Here is the condensed 2015 balance sheet for skype computer company ( in thousands of dollars)

Current assets $2000

Net Fixed assets $3000

Total Assets $5000

Accounts payable and accruals $900

Short-term debt $100

Long term debt $1,100

Preferred stock( 10,000 shares) $ 250

Common Stock ( 50,000 Shares) $ 1,300

Retained earnings $ 1,350

Total common equity $ 2650

Total liabilities and Equity $ 5,000

Skye's earnings per share last year were $3.20. The common stock sells for $55, last years dividend was $2.10, and a flotation cost of 10% would be required to sell new common stock. Security analysis are projecting that the common dividend will grow at an annual rate of 9%. Skye's preferred stocks pays a dividend of $3.30 per share, and its preferred stock sells for $30 per share. The firms before tax cost of the debt is 10% and its marginal tax rate is 35%. The firms currenlty outstanding 10% annual coupon rate, long term debt sells at par value. The market risk premium is 5%, the risk free rate is 6% and skye's beta is 1.516. The firms total debt, which is the sum of the company's short term debt and long term debt, equals $1.2 million.
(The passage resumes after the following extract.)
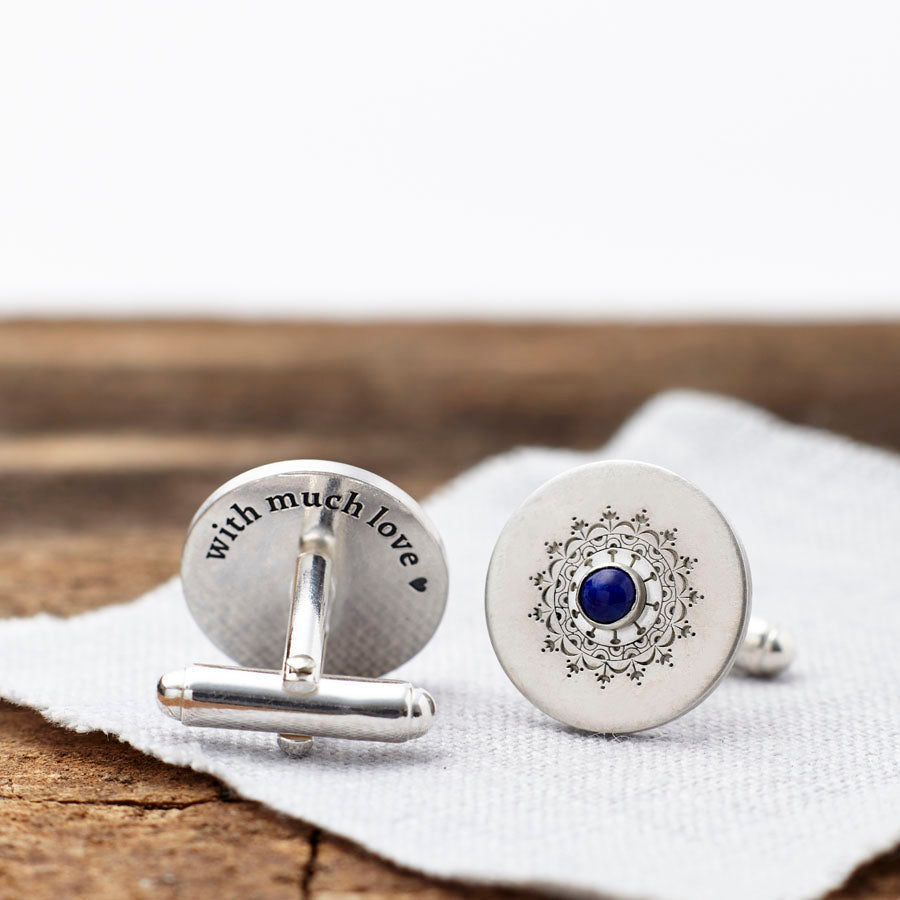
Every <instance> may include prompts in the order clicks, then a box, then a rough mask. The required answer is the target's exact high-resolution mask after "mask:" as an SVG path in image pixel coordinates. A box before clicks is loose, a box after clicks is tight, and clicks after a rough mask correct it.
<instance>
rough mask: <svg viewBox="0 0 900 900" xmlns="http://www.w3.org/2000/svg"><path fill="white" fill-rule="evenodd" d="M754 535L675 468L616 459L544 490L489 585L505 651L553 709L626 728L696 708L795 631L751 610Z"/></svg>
mask: <svg viewBox="0 0 900 900" xmlns="http://www.w3.org/2000/svg"><path fill="white" fill-rule="evenodd" d="M750 593H751V588H750V569H749V566H748V563H747V559H746V556H745V554H744V550H743V547H742V546H741V543H740V541H739V539H738V537H737V535H736V534H735V533H734V531H733V530H732V528H731V526H730V525H729V524H728V522H727V521H726V519H725V517H724V516H723V515H722V513H721V512H720V511H719V510H718V508H717V507H716V506H715V505H714V504H713V503H712V501H711V500H710V499H709V498H708V497H707V496H706V495H705V494H704V493H703V492H702V491H701V490H700V489H699V488H697V487H695V486H694V485H693V484H691V483H690V482H688V481H686V480H685V479H684V478H681V477H680V476H678V475H675V474H674V473H673V472H669V471H668V470H666V469H662V468H660V467H658V466H653V465H649V464H647V463H641V462H633V461H604V462H598V463H591V464H588V465H585V466H580V467H578V468H575V469H571V470H569V471H568V472H564V473H563V474H562V475H559V476H558V477H556V478H553V479H551V480H550V481H548V482H547V483H546V484H544V485H543V486H542V487H540V488H538V490H537V491H535V492H534V493H533V494H532V495H531V496H530V497H529V498H528V499H527V500H526V501H525V502H524V504H523V505H522V506H521V507H520V508H519V509H518V510H517V511H516V512H515V513H514V514H513V516H512V517H511V518H510V520H509V521H508V522H507V524H506V525H505V527H504V529H503V531H502V532H501V534H500V537H499V539H498V541H497V545H496V547H495V549H494V553H493V556H492V558H491V563H490V567H489V570H488V576H487V584H486V591H485V604H486V613H487V623H488V630H489V632H490V637H491V642H492V644H493V646H494V651H495V652H496V654H497V657H498V659H499V660H500V663H501V665H502V666H503V669H504V670H505V672H506V674H507V675H508V676H509V678H510V680H511V681H512V682H513V684H514V685H515V686H516V687H517V688H518V689H519V691H521V693H522V694H524V695H525V697H526V698H528V699H529V700H530V701H531V702H532V703H533V704H534V705H535V706H537V707H538V708H539V709H541V710H542V711H543V712H545V713H547V714H548V715H550V716H552V717H553V718H555V719H557V720H559V721H560V722H564V723H566V724H568V725H572V726H574V727H576V728H580V729H583V730H586V731H594V732H600V733H608V734H626V733H630V732H634V731H642V730H644V729H647V728H653V727H654V726H657V725H662V724H663V723H665V722H668V721H671V720H672V719H675V718H677V717H678V716H681V715H683V714H684V713H686V712H688V711H689V710H690V709H692V708H693V707H694V706H696V705H697V704H698V703H700V702H701V701H702V700H704V699H705V698H706V697H707V696H708V695H709V694H710V692H711V691H712V690H713V689H714V688H715V687H716V686H717V685H718V684H719V682H720V681H721V680H722V679H723V678H724V677H725V676H726V675H727V674H728V672H729V671H730V670H731V668H732V666H733V665H737V666H738V667H739V668H741V669H742V670H743V671H745V672H746V673H748V674H753V675H771V674H775V673H776V672H778V671H780V670H782V669H784V668H785V667H786V666H787V665H788V664H789V663H790V662H791V660H792V659H793V656H794V645H793V641H792V640H791V638H790V636H789V635H788V634H786V633H785V632H783V631H781V630H780V629H777V628H774V627H772V626H770V625H769V624H768V623H766V622H764V621H762V620H759V619H755V618H751V617H750Z"/></svg>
A) Calculate the cost of each capital component, that is, the after tax cost of debt, the cost of preferred stock, the cost of equity from retained earnings, and the cost of newly issued common stock. Use the DCF method to find the cost of common equity.

B) Calculate the cost of common equity from retained earnings, using the CAMP method.

C) What is the cost of new common stock based on the CAMP?